Algebra Period 4

REVIEW OF THE PROPERTIES AND SOME NEW ONES

Using the Distributive Property 2-7
Hanging out with an old friend:
THE DISTRIBUTIVE PROPERTY WITH NEGATIVES
The distributive property works the same when there is subtraction in the ( )
a(b - c) = ab - ac

Inverse of a Sum 2-8
Property of -1:
For any rational number a,
(-1) a = -a
In words: MULTIPLYING BY -1 changes a term to its OPPOSITE SIGN

INVERSE OF A SUM PROPERTY:
DISTRIBUTING THE NEGATIVE SIGN
incognito, it's simply distributing -1
TO EACH ADDEND INSIDE THE PARENTHESES

EXAMPLE: -(3 + x) = -1(3 + x) = (-1)(3) + (-1)(x) = -3 + -x or -3 - x
ALL THAT HAPPENED WAS THAT EACH SIGN CHANGED TO ITS OPPOSITE!
-(a + b) = -a - b

Of course they get MUCH HARDER (but the principle is the same!)
[5(x + 2) - 3y] - [3(y + 2) - 7(x - 3)]

Distribute and simplify inside each [ ] first
[5x + 10 - 3y] - [3y + 6 - 7x + 21]

Now, the subtraction sign between them is really a -1 being distributed!
"Double check" to see this (change the subtraction to adding a negative):
[5x + 10 - 3y] + - 1[3y + 6 - 7x + 21]

Distribute the -1 to all the terms in the 2nd [ ]
[5x + 10 - 3y] + -3y + -6 + 7x + - 21

Simplify by combining like terms:
12x - 6y -17

Number properties and Proofs 2-10
MORE NEW FRIENDS! (PROPERTIES)
There are 2 types of Properties: Axioms and Theorems
Axioms = properties we accept as obvious and so we don't need to prove them
Theorems = properties that need to be proved USING THE AXIOMS WE ACCEPT AS FACT!

EXAMPLES OF AXIOMS:
Commutative, Associative, Identity, Distributive, Additive Inverse, Multiplicative Inverse

EXAMPLE OF A THEOREM:
Distributive Property in REVERSE (a + b)c = ac + bc


PROPERTIES OF EQUALITY
(these are AXIOMS)
” Prop = “
REFLEXIVE PROP =:
a = a
3 = 3
In words: It looks exactly the same on both sides! (like reflecting in a mirror)
This seems ridiculous, but in Geometry it's used all the time.


SYMMETRIC PROP =:
a = b then b = a
3 + 5 = 8 then 8 = 3 + 5
In words: You can switch the sides of an equation.
We use this all the time to switch the sides if the variable ends up on the right side:
12 = 5y -3
The Symmetric property allows us to switch sides:
5y - 3 = 12

TRANSITIVE PROP =:
a = b and b = c then a = c
3 + 5 = 8, and 2 + 6 = 8 then 3 + 5 = 2 + 6
In words: If 2 things both equal a third thing, then we can just say that the first 2 things are equal.

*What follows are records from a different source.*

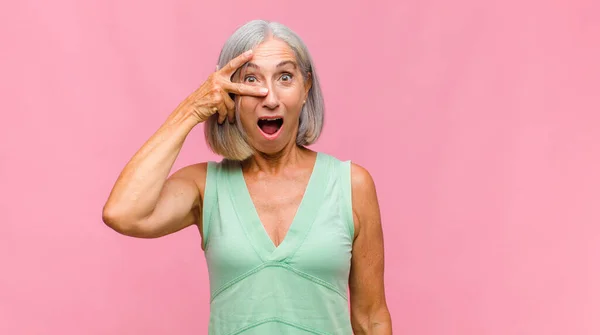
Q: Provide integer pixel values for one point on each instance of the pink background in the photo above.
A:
(479, 120)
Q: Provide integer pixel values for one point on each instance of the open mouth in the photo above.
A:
(270, 126)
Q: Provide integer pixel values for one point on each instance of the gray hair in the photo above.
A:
(229, 140)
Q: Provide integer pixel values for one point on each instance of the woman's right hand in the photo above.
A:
(213, 95)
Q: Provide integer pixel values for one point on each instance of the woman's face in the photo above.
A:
(271, 122)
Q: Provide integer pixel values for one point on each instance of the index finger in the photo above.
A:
(236, 63)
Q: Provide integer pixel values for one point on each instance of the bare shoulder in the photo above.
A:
(362, 181)
(195, 173)
(365, 205)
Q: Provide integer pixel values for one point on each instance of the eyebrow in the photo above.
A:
(282, 63)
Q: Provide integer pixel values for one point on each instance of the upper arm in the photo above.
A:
(367, 269)
(179, 204)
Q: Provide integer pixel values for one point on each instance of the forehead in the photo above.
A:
(272, 52)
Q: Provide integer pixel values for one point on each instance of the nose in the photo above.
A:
(271, 101)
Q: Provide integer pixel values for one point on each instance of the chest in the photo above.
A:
(277, 201)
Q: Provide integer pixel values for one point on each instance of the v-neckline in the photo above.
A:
(301, 222)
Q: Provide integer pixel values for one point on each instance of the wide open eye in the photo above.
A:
(286, 77)
(250, 79)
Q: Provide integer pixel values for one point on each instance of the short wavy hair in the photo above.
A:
(229, 140)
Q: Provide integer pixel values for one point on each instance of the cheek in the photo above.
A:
(245, 107)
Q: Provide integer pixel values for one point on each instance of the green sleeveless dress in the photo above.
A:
(298, 287)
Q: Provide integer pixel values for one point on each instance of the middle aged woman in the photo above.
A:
(285, 230)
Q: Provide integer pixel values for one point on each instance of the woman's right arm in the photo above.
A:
(145, 201)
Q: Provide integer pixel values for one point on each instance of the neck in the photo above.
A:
(275, 163)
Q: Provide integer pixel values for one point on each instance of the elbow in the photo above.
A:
(121, 223)
(372, 322)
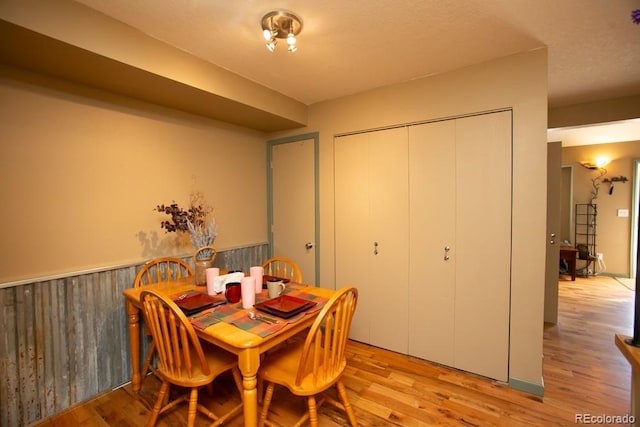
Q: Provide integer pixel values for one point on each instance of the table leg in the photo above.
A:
(572, 267)
(249, 362)
(134, 345)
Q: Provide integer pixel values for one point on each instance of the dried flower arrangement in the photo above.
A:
(198, 220)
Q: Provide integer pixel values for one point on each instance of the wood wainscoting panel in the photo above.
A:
(66, 340)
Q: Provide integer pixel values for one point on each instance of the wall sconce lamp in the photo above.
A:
(281, 24)
(613, 180)
(598, 165)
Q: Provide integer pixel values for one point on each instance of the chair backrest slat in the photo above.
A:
(323, 356)
(162, 270)
(283, 267)
(175, 338)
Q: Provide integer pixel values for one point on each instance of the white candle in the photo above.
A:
(248, 289)
(256, 272)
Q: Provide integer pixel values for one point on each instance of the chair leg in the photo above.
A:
(153, 418)
(342, 393)
(147, 360)
(193, 407)
(265, 404)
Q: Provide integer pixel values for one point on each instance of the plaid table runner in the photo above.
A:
(234, 314)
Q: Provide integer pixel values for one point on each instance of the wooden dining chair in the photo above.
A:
(183, 360)
(310, 367)
(283, 267)
(157, 271)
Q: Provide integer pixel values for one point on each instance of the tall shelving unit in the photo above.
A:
(585, 232)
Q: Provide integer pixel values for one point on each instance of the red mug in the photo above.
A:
(232, 292)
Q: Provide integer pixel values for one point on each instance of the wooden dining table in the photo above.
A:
(246, 345)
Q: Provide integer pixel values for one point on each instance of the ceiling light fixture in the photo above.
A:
(281, 24)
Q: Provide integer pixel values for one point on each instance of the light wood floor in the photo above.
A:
(584, 373)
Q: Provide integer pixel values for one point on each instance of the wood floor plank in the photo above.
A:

I've got a pattern that will help you recognize the difference between these 3 properties specifically.
The Reflexive Property only has ONE equation
The Symmetric Property only has TWO equations
The Transitive Property only has THREE equations

Math 6H Period 3, 6 & 7

Distributive Property 1-4

I like to eat...eat...eat..eat Apples and Bananas... now what did that have to do with the distributive property???
The Distributive Property of Multiplication with Respect to Addition
For any whole numbers , a,b, and c,

a(b + c) = ab + ac
and
(b + c)a = ba + ca

so the reason we want to use the Distributive Property is to make our lives easier
for example
13 X 15 could be easily multiply using the distributive property 13(10 + 5) =
13(10) + 13(5) = 130 + 65 = 195

and if you were given (11 X4) + (11 X 6) you could do the reverse and say 11(4 +6) or 11(10) = 110


Similarly, we have the Distributive Property of Multiplication with Resepect to Subtraction

For any whole numbers a, b, and c
a(b - c) = ab - ac
and
(b-c)a = ba - ca

Since multiplication is distributive with respect to both addition and subtraction, we refer to both properties as the DISTRIBUTIVE PROPERTY

99(43) yes, you could multiply it out but if you used the distributive property and thought of two numbers whose difference was 99 -- you could easily do this in your head..
That is,
(100 - 1)43 = 100(43) - 1(43) = 4300 -43 = 4257

51(27) could become (50 + 1)27 = 50(27) + 1(27) = 1350 + 27 = 1377

The distributive property is especially helpful with mental math!!